Nail: A practical tool for parsing and generating data formats (2014) [pdf] - ingve
https://www.usenix.org/system/files/conference/osdi14/osdi14-paper-bangert.pdf
======
_pmf_
I've always written non-generic code generators when dealing with a specific
protocols that havelots of special case packages and inter-dependencies
between different fields of a packet and the length and/or availability of
other fields.

With generic approaches, I've always run into some specific constraint that
could not be expressed declaratively, but I'll definitely look at this.

------
oever
Calligra uses this approach to parse most of the binary Microsoft Office
files. The grammar for this is quite daunting. This approach has the advantage
that there is clear separation between the content description and the parser
generator. The parser generator can be improved separately. In Calligra this
made it possible to work on speed and memory usage separately from the work of
figuring out the actual file format.

[https://quickgit.kde.org/?p=binschema.git&a=blob&f=src%2Fmso...](https://quickgit.kde.org/?p=binschema.git&a=blob&f=src%2Fmso.xml)

------
contingencies
The foremost issue with abstract code generation systems based on DSLs (domain
specific languages) often seems to be finding programmers (and project
managers) who are willing to invest the time learning the syntax and (often
obtuse/opaque) tooling. In this case, aside from the security benefits
(6.3/p13), the performance graphs at the end of this paper (NailDNS vs. Bind9;
6.4/p14) should be a great motivator.

That said, relevant quotes affirm this type of approach aligns well with
established wisdom:

 _The benefit of using [a formal specification language] is that it teaches
you to think rigorously, to think precisely, and the important point is the
precise thinking. So what you need to avoid at all costs is any language that
's all syntax and no semantics._ \- Leslie Lamport

 _One person 's data is another person's program._ \- Guy L. Steele, Jr.
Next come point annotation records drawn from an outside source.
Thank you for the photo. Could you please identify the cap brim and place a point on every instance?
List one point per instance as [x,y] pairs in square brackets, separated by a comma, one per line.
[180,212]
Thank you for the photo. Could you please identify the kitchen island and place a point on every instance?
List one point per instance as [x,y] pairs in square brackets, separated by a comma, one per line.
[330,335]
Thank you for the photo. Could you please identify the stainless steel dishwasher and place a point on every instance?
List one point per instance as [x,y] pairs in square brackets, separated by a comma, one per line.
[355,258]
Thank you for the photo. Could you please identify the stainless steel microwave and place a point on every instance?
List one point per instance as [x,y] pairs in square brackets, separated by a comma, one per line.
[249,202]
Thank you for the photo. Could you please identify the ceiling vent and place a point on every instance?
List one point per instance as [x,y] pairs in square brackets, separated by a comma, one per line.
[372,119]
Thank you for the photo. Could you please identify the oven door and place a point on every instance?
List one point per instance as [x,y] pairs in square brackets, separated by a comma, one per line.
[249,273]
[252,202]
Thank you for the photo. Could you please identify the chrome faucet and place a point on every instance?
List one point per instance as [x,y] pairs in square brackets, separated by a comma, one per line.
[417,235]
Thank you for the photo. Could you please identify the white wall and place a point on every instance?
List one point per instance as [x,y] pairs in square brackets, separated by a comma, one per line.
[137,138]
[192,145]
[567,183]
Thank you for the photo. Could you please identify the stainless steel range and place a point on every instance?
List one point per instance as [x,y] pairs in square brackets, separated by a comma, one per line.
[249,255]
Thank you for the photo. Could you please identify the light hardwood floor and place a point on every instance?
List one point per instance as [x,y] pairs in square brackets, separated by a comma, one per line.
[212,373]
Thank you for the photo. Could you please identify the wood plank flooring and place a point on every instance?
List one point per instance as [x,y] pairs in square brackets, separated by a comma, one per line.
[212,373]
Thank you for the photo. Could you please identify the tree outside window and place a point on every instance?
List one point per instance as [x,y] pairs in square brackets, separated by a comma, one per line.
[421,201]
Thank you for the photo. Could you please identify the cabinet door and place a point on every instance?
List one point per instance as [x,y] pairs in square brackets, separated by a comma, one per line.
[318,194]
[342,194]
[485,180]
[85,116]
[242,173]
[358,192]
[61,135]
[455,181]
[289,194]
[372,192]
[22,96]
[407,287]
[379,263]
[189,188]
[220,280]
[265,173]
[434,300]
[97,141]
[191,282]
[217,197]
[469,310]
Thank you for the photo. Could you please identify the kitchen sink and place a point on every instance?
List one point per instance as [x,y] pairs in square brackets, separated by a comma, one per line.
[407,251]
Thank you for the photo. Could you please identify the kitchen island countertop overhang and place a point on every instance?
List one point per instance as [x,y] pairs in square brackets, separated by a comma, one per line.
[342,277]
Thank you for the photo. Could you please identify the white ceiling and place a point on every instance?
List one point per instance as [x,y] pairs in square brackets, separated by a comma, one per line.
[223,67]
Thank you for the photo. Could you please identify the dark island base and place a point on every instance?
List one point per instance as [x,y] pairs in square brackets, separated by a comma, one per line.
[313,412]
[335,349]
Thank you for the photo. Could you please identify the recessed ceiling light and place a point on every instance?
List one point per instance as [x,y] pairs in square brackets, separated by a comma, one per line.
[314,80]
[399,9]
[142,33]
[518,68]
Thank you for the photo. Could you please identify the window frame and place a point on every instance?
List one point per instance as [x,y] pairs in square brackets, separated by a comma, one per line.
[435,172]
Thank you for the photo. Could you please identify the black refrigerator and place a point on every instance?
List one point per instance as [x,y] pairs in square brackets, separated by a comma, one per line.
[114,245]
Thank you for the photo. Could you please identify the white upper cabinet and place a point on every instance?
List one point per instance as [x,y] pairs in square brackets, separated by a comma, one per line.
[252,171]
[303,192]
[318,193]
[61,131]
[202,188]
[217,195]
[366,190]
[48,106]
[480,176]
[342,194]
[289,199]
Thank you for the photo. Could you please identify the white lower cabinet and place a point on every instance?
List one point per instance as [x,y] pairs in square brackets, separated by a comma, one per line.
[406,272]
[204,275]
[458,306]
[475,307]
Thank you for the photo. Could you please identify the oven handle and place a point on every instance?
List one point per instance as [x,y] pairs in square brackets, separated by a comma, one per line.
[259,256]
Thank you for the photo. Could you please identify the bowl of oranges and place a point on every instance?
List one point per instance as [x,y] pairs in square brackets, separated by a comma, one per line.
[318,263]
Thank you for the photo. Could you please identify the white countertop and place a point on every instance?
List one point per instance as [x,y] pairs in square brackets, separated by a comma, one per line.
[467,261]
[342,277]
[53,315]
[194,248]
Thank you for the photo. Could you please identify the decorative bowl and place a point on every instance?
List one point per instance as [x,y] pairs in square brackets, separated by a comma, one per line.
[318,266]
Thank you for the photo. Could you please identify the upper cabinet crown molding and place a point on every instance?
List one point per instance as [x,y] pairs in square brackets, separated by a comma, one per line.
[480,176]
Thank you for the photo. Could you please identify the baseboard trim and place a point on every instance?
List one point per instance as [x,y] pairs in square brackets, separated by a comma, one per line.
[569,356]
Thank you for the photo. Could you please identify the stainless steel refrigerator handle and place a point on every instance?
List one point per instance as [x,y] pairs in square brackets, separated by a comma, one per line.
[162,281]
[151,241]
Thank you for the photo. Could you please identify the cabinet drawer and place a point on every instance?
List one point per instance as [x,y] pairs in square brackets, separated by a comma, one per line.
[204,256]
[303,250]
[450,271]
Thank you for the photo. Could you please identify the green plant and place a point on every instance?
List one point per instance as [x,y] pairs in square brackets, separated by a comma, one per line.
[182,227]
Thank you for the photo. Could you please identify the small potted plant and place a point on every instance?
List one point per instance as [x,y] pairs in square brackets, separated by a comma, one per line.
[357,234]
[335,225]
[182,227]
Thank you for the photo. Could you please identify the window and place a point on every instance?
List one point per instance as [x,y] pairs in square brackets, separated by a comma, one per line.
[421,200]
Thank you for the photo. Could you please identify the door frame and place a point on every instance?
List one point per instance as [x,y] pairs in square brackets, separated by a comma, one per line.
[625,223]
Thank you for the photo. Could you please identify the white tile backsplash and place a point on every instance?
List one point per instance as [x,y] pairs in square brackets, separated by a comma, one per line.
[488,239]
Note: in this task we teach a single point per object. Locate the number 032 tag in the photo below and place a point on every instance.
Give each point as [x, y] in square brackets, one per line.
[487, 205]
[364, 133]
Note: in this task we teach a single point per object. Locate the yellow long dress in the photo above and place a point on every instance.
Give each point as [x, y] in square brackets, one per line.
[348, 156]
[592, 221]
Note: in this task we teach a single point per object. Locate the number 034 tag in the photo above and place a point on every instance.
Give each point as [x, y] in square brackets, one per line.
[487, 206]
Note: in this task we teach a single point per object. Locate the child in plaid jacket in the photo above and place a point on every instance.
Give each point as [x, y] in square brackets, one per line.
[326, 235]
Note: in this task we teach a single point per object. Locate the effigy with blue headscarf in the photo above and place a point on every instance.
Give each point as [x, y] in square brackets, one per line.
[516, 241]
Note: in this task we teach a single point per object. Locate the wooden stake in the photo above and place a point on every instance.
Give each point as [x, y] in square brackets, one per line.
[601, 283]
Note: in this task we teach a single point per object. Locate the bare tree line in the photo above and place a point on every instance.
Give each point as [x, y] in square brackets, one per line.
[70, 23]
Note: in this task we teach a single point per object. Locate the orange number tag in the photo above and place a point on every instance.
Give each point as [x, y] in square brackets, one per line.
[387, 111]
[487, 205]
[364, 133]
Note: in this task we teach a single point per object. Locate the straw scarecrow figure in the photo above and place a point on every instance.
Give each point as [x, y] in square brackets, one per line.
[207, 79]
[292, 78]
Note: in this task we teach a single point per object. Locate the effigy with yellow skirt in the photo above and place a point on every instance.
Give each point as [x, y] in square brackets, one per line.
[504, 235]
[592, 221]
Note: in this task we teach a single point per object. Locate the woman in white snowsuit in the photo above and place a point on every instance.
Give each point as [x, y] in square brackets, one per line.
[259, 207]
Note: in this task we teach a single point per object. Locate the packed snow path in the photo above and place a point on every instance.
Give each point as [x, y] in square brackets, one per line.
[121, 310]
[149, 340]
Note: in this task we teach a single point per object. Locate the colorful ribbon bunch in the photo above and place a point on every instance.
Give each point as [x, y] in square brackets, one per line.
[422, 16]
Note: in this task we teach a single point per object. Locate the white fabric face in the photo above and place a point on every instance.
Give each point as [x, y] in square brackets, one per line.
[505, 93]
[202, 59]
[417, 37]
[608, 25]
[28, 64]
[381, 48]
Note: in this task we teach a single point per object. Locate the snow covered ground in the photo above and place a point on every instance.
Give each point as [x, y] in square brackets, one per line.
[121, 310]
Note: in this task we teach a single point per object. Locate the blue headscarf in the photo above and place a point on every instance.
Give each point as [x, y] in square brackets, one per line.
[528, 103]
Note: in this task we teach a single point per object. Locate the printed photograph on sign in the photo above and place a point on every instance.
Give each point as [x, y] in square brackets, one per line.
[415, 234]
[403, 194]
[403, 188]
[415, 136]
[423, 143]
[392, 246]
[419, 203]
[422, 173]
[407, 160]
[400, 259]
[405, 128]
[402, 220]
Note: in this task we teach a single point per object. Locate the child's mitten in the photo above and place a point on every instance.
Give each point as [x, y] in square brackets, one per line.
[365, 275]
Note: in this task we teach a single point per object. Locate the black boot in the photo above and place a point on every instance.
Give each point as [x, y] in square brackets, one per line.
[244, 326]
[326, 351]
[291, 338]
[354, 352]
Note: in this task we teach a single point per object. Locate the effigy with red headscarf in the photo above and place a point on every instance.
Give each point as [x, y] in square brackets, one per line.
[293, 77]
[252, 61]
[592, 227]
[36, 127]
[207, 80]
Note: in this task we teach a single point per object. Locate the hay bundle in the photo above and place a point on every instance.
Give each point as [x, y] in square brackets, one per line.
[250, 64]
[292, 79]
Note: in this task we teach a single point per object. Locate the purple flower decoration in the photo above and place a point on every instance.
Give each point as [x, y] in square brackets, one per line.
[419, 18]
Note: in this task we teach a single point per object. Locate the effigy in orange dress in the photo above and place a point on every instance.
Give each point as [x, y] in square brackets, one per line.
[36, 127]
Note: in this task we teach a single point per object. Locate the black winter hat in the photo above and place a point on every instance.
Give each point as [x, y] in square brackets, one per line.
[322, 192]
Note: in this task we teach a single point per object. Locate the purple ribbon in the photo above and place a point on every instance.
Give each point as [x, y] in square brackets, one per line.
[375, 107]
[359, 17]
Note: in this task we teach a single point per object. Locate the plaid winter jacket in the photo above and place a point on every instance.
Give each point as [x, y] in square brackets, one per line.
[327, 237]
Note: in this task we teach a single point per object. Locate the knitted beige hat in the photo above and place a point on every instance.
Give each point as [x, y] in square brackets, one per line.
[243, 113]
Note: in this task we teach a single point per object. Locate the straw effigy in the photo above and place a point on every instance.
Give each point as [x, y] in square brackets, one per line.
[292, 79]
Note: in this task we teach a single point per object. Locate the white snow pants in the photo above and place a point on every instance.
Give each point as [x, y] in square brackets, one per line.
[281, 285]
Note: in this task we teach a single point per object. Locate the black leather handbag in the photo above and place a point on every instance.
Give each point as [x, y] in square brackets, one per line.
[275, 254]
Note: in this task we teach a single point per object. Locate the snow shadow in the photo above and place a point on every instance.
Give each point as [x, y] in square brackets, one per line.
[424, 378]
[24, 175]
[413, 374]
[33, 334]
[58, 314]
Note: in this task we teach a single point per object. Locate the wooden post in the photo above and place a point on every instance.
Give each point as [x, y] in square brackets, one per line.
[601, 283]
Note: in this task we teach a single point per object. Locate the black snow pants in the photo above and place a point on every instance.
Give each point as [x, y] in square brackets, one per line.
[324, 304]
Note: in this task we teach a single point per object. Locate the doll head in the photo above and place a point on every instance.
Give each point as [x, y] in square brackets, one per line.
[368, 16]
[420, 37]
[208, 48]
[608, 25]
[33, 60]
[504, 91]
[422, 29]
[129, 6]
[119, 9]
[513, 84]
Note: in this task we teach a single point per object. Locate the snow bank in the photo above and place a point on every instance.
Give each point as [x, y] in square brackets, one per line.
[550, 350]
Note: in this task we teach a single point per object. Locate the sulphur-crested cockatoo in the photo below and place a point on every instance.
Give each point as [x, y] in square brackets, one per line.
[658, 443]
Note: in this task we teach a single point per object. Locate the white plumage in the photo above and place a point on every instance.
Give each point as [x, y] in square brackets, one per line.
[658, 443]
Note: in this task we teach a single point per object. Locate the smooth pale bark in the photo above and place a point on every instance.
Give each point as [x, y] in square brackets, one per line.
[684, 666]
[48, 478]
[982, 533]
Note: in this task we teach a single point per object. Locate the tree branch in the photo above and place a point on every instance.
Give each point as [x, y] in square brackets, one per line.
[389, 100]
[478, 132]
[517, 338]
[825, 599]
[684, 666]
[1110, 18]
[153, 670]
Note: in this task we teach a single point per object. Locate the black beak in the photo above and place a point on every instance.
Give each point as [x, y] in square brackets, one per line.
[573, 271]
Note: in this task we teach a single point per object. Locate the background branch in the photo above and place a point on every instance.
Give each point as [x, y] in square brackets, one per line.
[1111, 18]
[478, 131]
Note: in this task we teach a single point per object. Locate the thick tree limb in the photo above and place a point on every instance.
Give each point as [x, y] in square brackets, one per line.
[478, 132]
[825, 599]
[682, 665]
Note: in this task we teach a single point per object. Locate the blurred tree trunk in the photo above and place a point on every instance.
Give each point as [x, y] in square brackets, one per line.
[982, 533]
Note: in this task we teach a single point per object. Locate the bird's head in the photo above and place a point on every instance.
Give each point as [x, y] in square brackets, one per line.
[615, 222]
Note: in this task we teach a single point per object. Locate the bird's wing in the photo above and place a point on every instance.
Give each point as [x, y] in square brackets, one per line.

 _Representation: Fold knowledge into data so program logic can be stupid and
robust._ \- Eric S. Raymond, The Art of Unix Programming (2003)

 _Data Design > Code Design_

 _Get your data structures correct first, and the rest of the program will
write itself._ \- David Jones

 _For 80 percent of all data sets, 95 percent of the information can be seen
in a good graph._ \- William S. Cleveland, Bell Labs

 _Less than 10 percent of the code has to do with the ostensible purpose of
the system; the rest deals with input-output, data validation, data structure
maintenance, and other housekeeping._ \- Mary Shaw, Carnegie-Mellon University

 _Pike 's 4th Rule: Fancy algorithms are buggier than simple ones, and they're
much harder to implement. Use simple algorithms as well as simple data
structures._ \- Rob Pike, Notes on C Programming (1989)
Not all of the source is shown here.